9.11.2007

more from new orleans...

It is incredibly difficult to become humble.

It isn't like you can wake up one morning and decide that you want to be. Humility is a positive trait, and if you are aware of your positive traits you tend to be less humble (stick with me, it won't always be that confusing). I've been reading "My Utmost for His Highest" and one topic in particular caught my attention: the assertion that the best characteristic qualities of a Christian are not products of said Christian's own effort. In fact, Chambers makes the argument that only when a quality (such as humility) is unconscious is it most effective.

"...if it is conscious it ceases to have this unaffected loveliness which is the characteristic of the touch of Jesus."

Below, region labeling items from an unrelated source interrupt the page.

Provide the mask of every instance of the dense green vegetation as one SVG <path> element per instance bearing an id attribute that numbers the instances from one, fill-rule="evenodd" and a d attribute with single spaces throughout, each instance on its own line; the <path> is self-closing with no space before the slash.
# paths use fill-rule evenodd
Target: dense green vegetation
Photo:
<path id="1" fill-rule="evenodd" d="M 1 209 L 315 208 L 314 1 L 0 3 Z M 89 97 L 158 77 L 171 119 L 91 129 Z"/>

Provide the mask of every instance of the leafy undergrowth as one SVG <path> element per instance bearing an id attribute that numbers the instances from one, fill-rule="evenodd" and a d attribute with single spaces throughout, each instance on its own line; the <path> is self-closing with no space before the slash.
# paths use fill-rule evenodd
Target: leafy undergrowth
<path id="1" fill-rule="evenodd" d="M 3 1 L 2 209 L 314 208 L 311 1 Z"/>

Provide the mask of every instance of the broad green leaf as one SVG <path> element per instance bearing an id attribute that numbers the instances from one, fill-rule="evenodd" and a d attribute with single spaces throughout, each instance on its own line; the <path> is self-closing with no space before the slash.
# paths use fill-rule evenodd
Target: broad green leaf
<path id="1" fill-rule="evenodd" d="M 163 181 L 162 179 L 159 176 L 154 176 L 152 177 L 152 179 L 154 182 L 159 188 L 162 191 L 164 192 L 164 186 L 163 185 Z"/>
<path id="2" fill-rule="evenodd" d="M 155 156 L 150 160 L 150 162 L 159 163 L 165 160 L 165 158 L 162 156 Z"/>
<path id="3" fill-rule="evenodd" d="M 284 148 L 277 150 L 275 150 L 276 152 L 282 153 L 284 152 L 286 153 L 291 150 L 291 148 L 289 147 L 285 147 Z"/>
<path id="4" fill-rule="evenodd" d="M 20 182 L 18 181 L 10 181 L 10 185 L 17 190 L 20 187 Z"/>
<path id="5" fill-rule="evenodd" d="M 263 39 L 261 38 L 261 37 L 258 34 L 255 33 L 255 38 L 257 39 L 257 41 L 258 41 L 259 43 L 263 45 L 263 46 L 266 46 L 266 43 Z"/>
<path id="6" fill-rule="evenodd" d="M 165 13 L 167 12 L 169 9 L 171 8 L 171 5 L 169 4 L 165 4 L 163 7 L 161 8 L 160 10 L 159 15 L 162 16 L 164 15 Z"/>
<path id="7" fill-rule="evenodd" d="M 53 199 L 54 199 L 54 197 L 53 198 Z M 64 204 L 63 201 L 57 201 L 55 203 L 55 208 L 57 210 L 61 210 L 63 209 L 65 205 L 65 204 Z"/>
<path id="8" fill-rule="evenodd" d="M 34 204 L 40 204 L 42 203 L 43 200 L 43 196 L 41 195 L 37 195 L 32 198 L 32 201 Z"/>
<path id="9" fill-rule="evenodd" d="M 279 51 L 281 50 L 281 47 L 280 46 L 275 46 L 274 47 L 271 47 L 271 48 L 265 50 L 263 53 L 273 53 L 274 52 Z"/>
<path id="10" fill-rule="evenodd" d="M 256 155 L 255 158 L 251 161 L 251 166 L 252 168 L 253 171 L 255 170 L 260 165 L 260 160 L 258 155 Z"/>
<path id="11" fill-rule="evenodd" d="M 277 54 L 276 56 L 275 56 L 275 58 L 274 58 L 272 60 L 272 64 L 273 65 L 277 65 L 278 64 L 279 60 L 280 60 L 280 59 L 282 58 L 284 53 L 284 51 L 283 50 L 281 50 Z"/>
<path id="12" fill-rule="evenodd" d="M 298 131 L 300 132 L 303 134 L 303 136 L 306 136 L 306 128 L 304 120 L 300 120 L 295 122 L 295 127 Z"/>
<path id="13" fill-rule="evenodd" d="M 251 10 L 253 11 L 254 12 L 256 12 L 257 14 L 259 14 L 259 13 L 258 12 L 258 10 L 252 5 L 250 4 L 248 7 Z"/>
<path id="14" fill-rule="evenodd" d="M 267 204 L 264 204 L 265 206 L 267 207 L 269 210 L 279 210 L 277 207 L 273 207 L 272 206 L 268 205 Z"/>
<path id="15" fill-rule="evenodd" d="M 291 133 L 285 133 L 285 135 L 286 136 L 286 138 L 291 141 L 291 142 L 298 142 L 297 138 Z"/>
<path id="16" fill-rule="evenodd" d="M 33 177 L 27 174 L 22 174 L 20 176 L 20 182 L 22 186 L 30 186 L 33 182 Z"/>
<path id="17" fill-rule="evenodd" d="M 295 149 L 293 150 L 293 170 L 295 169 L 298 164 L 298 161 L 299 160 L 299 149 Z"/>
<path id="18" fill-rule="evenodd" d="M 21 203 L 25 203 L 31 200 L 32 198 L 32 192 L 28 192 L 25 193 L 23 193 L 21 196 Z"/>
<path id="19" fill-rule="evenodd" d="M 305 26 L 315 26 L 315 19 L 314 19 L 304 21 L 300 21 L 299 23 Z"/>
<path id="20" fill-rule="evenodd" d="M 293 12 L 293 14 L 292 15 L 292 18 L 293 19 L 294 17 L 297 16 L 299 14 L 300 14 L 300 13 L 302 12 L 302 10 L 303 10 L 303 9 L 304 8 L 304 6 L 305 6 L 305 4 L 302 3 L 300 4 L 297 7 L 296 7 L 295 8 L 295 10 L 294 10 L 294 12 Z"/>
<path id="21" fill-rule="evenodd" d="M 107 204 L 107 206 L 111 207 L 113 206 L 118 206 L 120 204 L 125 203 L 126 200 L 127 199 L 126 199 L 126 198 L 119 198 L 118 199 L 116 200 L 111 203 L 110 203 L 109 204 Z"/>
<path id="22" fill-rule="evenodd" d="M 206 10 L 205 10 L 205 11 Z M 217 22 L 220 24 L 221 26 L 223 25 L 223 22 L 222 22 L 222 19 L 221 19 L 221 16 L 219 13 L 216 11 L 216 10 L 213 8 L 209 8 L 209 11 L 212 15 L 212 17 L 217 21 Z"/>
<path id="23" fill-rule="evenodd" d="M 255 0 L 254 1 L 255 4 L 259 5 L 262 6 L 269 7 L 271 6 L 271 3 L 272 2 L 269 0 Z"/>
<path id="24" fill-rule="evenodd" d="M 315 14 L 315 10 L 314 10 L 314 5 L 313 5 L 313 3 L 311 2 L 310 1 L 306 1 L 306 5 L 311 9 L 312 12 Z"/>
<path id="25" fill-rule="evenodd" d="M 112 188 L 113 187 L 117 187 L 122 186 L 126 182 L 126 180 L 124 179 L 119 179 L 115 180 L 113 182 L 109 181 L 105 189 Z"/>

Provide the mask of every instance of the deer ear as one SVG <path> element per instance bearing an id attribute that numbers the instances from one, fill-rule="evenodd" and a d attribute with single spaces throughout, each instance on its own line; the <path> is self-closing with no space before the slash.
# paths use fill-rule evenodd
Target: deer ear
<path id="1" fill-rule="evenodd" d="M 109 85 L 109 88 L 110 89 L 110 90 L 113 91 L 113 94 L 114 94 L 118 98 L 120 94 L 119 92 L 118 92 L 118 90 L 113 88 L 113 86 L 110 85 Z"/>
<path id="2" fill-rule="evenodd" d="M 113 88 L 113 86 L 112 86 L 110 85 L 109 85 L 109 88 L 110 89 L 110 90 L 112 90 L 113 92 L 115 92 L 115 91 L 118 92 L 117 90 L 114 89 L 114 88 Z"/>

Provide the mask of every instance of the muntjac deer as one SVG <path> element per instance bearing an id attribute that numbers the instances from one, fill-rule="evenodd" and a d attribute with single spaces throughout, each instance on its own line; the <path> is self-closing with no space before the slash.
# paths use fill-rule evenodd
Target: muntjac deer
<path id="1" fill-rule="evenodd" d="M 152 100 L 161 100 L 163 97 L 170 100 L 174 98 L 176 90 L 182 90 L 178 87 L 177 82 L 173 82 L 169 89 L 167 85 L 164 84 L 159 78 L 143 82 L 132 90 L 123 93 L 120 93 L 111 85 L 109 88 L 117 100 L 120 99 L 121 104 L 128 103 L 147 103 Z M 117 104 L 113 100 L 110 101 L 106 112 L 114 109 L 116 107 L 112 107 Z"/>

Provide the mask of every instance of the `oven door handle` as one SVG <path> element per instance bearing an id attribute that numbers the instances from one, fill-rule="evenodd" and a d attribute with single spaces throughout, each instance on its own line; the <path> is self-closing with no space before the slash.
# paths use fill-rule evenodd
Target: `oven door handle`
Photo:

My first reaction was against this particular entry (I think it was the context of the whole thing that did that). Now that I've rolled it over in my mind for awhile I think I'm more inclined to agree--you will probably find it very difficult to become like Jesus when you're making every effort to do so. During my short stay in NOLA I came across people who had no idea they exhibited (quite powerfully) the characteristics of Christ. If Christianity is more about the heart than about the law, why is it so easy to forget that we are entirely powerless to change our own hearts? That change comes from surrendering everything you are and everything you do. That "unaffected loveliness," that certain presence of grace in a person is what is supposed to make Christians so easily distinguishable. When you are truly touched by Jesus, you unconsciously develop a "poverty of spirit" because you begin to recognize that there really is nothing about you that is good, apart from the work of God in you. Humble people probably don't realize they're humble at all.

The people who impress me the most with certain qualities very rarely realize they are doing it. The things I love most about them are the things that they do without thinking about it. I am impressed by them because they ARE those things, not because they PRACTICE those things. I don't remember ever aspiring to be someone who tries really hard. I aspire to be someone who doesn't need to.